The book covers supervised classification, including fractal classification, as well as unsupervised clustering, using an innovative approach. Datasets are first mapped onto an image, then processed using image filtering techniques. I discuss the analogy with neural networks, comparing very deep but sparse neural networks, with standard networks.
The book covers many aspects of geospatial statistics including coverage problems and nearest neighbor graphs. Applications range from cellular networks (optimum distribution of cell towers), sensor data and IoT (optimum location of sensor devices), to crystallography or chemistry with lattice structures. Simulated (synthetic) data is based on various distributions, including a new type of generalized logistic, and Poisson-binomial distributions.
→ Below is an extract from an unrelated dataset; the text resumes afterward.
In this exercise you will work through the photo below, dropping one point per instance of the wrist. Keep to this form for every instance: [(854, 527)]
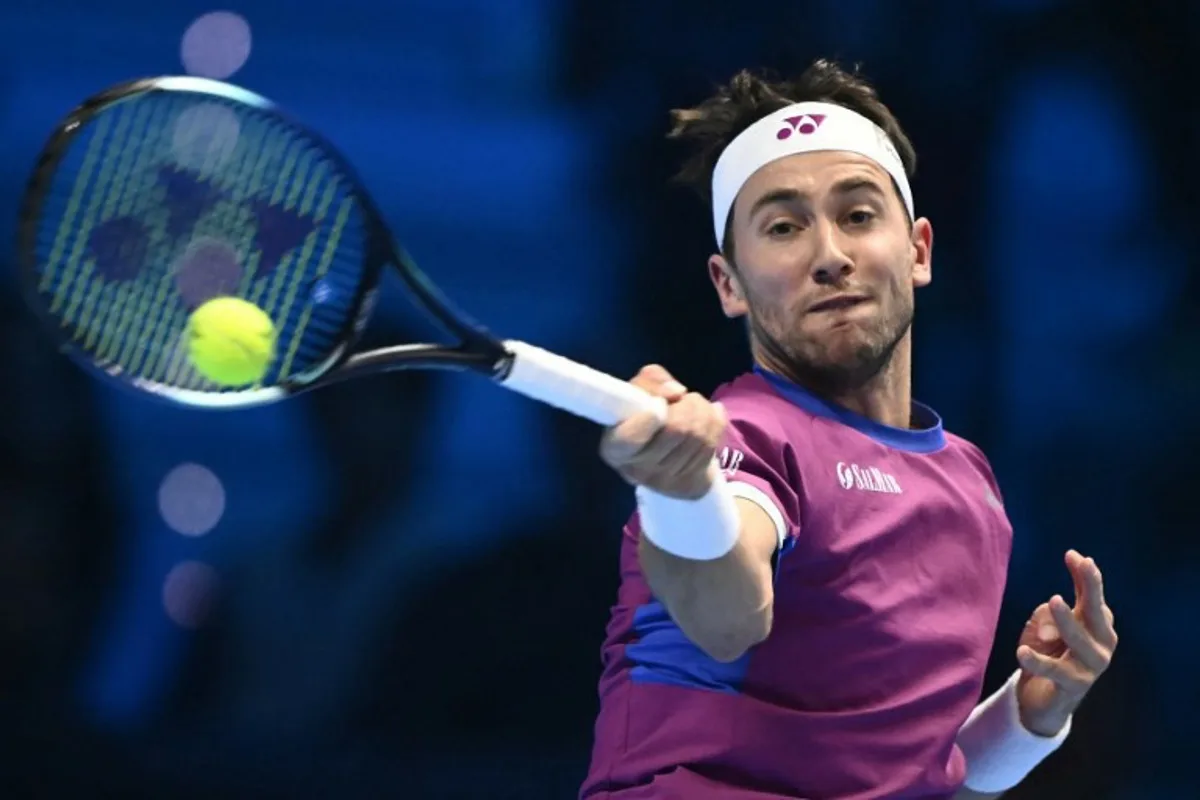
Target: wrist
[(1047, 725), (702, 529), (1000, 750)]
You will learn how to generate synthetic data and build interpretable machine learning models. The approach, though similar to Bayesian mixtures and generative models, is simpler and more intuitive, using the concept of overlapping stochastic processes. It constitutes a first solid introduction to the topic, accessible to beginners. I avoid using measure theory and more obscure mathematical concepts. Yet I cover some advanced topics such as minimum contrast estimation, new tests of true independence to detect weak dependencies, unusually clustered Brownian motions, the shape of confidence regions, elements of graph theory, and more.
The format is easy to navigate, with many links, and back-links from the index, glossary and bibliography. Numerous exercises with solution, over 20 pages of Python code, 80 references, 20+ figures, highlighted index terms, and professional Excel spreadsheets complete the package. Datasets, spreadsheets and Python code are also available on the accompanying GitHub repository.